Merger and acquisition activity is heating up in 2016. Just in the last month, in fact, we've seen $324.8 billion in announced deal value in the U.S., a 45% increase over the same period last year.
That huge uptick in merger and acquisition announcements brings 2016's year-to-date total to $1.8 trillion. The increase in deals is also turning into a very good thing for investors this year: With an average premium paid of almost 47%, acquisitions are one of the few big drivers of returns during a flat market.
It's no coincidence that we're seeing deal flow increase this year.
With record cash on corporate balance sheets at the same time interest rates are skittering along record lows, companies are trying to figure out a strategy to earn meaningful returns on those piles of cash. One big solution to that problem has been M&A activity. By buying other businesses, management gets to justify holding onto those record cash reserves. So, big M&A deals have been getting more frequent and more lucrative for investors.
Here's the thing: Contrary to popular belief, you don't need to have a crystal ball and get in ahead of the next big acquisition announcement to profit from the M&A trend.
In fact, some of the biggest deals already announced on Wall Street are currently pricing in hefty premiums for investors willing to stomach the headline risk right now.
Today, we'll take a closer look at four big deals that could pay you a big premium this fall.
A big merger is creating a big potential opportunity -- the biggest, in fact. The $107 billion acquisition of Time Warner Corp. (TWX) announced by AT&T (T) last month is the largest M&A transaction announced so far this year. But Wall Street doesn't have this one figured out just yet. Because of that, shares of Time Warner still trade for a steep discount to AT&T's offer price.

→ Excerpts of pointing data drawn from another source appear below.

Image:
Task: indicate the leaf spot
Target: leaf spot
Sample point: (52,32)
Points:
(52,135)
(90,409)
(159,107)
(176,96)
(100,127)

There's still a 20% upside baked into shares if the deal gets done.
Make no mistake, there's a good reason for the discount: With the election cycle grabbing the headlines, the buyout is getting politicized at the same time AT&T and Time Warner need a big regulatory thumbs up to get their deal done. TWX's 20.44% discount to the current deal price represents the risk that it gets held up.
But there's still a big opportunity here. While analysts are painting about a 75% probability that the AT&T/Time Warner deal eventually does happen, the markets are currently only pricing in 32% odds that the deal gets done, according to Bloomberg. It's a textbook definition of an asymmetric bet: "heads I win a lot; tails I don't lose much."
The deal is all the more attractive for Time Warner shareholders because AT&T is arguably overpaying for it. Time Warner includes some flagship assets like HBO and CNN that are likely helping to drive AT&T's willingness to pay more than another content company would. There's certainly headline risk here, but it's likely to dissipate somewhat after election day. In the meantime, AT&T and Time Warner look likely to pass their first round of anti-trust scrutiny later this year.